Further, when all k-mer sequences are extracted by traversing the complete reference genome, the k-mer sequences need to be sequenced and de-duplicated, and the specific process comprises the following steps:
according to the sequence content of the first f bp of the k-mer as a file name, wherein bp represents the total quantity of bases, writing the quadruple corresponding to the k-mer sequence into a corresponding temporary file;
then, importing all k-mer sequences in a file into a memory, performing quick sequencing on k-mers in the file in the current memory to enable quadruplets corresponding to the k-mer sequences in the file to be ordered, and outputting the quadruplets to a hard disk to form a corresponding ordered file;
quick sequencing: traversing the k-mer set in the current file from the beginning, merging adjacent identical k-mer sequences, and merging offset position combinations corresponding to the k-mers;
and sequentially importing all files into a memory and rapidly sequencing the files to generate all different k-mer sequences and ensure that the position sets corresponding to the k-mers are orderly.
Further, the process of determining the unique path unipath according to the number of the incoming edges and the outgoing edges of the nodes comprises the following steps:
firstly, according to the quantity of the incoming edges and the outgoing edges of the nodes, the nodes are divided into the following types:
1) 'X' -type node: a plurality of edges and a plurality of edges;
2) 'FY' node: a plurality of edges and an edge;
3) 'RY' -type node: one in side and a plurality of out sides;
4) 'L' -shaped node: one in side and one out side;
the way in which the start and end nodes of a unique path are formed is several possibilities:
(1) The start and end nodes are the same 'X' -type node;
(2) The start node is a 'FY' type node and the end node is a 'RY' type node;
(3) The starting node is a successor node of an 'X' type node or a successor node of an 'FY' type node and the ending node is a predecessor node of an 'X' type node or a predecessor node of an 'RY' type node;
then traversing all nodes in the graph, and if the current node is the initial node of the unique path, executing backward extension operation; backward extending operation: calculating to obtain a rear-drive node according to the edge information of the current node, if the rear-drive node is an L-shaped node, continuing to extend backwards, and sequentially cycling according to the method until encountering an end node; all unique paths of the graph model can be generated by the method, and each node in the paths is ensured not to be repeated;
all the unique path index files are generated through the method, and each unique path index file is correspondingly used as a unipath.

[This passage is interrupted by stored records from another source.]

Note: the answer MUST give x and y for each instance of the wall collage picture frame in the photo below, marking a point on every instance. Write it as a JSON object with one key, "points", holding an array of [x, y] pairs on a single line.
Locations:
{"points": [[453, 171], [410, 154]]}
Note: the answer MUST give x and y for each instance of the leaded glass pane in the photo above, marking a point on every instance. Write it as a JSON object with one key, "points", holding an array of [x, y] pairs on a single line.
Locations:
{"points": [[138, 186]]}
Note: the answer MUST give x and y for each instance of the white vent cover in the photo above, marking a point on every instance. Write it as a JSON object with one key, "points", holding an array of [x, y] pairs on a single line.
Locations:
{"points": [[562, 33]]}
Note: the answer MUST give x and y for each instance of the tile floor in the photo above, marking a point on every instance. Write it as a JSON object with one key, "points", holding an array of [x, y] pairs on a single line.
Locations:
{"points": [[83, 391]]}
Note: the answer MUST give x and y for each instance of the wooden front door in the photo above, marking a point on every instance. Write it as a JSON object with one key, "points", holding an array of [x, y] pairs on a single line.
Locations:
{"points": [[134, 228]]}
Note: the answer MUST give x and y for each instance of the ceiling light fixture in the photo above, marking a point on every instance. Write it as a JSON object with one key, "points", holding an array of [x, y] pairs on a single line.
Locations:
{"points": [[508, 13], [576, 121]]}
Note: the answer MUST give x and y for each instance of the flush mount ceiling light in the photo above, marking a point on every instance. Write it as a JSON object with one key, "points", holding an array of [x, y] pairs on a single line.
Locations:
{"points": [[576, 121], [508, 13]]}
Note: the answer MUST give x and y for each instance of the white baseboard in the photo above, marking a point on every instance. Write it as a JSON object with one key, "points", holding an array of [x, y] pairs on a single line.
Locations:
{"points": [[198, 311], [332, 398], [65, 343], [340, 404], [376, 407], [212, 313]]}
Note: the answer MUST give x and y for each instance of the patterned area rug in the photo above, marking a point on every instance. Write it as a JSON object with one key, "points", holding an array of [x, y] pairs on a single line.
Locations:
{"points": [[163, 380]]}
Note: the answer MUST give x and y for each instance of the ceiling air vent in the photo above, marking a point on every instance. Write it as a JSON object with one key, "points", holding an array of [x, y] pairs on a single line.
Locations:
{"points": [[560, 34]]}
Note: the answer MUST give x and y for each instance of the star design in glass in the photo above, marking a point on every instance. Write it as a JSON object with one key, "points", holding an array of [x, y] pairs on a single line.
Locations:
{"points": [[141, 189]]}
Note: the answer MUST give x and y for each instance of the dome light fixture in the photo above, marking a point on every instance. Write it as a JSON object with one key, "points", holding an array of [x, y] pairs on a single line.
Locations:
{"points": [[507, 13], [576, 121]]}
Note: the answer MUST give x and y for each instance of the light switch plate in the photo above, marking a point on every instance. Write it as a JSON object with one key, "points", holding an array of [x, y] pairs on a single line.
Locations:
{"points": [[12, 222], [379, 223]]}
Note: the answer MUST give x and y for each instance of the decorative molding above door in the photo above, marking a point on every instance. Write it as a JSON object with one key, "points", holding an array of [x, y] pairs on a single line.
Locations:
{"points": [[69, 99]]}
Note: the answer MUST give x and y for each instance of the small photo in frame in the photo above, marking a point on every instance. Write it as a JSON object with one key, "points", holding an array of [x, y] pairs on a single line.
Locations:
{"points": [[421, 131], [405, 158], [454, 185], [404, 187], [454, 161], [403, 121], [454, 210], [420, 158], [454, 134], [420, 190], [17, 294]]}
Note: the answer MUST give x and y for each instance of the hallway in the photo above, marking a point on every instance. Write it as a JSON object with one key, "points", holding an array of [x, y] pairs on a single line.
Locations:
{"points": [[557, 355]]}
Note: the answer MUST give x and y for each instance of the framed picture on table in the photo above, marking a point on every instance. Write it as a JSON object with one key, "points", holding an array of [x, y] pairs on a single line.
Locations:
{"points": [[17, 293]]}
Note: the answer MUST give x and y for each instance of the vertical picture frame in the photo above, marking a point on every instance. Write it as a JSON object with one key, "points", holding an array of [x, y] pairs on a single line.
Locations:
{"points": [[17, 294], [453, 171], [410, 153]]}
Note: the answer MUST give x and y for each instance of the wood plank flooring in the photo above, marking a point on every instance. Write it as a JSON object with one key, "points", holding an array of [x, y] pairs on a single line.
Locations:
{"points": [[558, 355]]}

Further, the specific process of selecting the k-mer with the smallest hash value in the sliding window in the fourth step comprises the following steps:
the minimizer is selected with two key parameters, namely window size and k-mer length; assuming that the sequence of the index to be constructed is L and the length of K-mers is L_K, when the sliding window is selected, (L-L_K+1) K-mers are selected; assuming that the windows size is W, selecting one min_k-mer1 with the smallest hash value from the 5 k-mers with the numbers of 1-5; then, selecting the smallest min_k-mer2 from the 5 of 2 to 6; then 3-7 and so on; the min_k-mers selected by adjacent different minimizer selection windows may be identical, and each repetition is recorded only once; the min_k-mer is called a minimizer.
Further, q=minizer_len in the last Q bits of the hash value is 2-K, where minizer_len represents the MINIMIZER length.
Further, when the minimizer-based group genome index representation and construction are performed for "unipath", the stored data structure of minimizer in unipath graph model is as follows:
the minimizer index of the constructed unpath sequence has a 65bit position area besides a 30bit minimizer storage space;
the location area is: wherein 32 bits are used for storing the ID of the UNITIG to which the minimizer belongs, 32 bits are used for storing the position of the UNITIG to which the minimizer belongs, and 1bit is used for storing the direction of the minimizer relative to the UNITIG.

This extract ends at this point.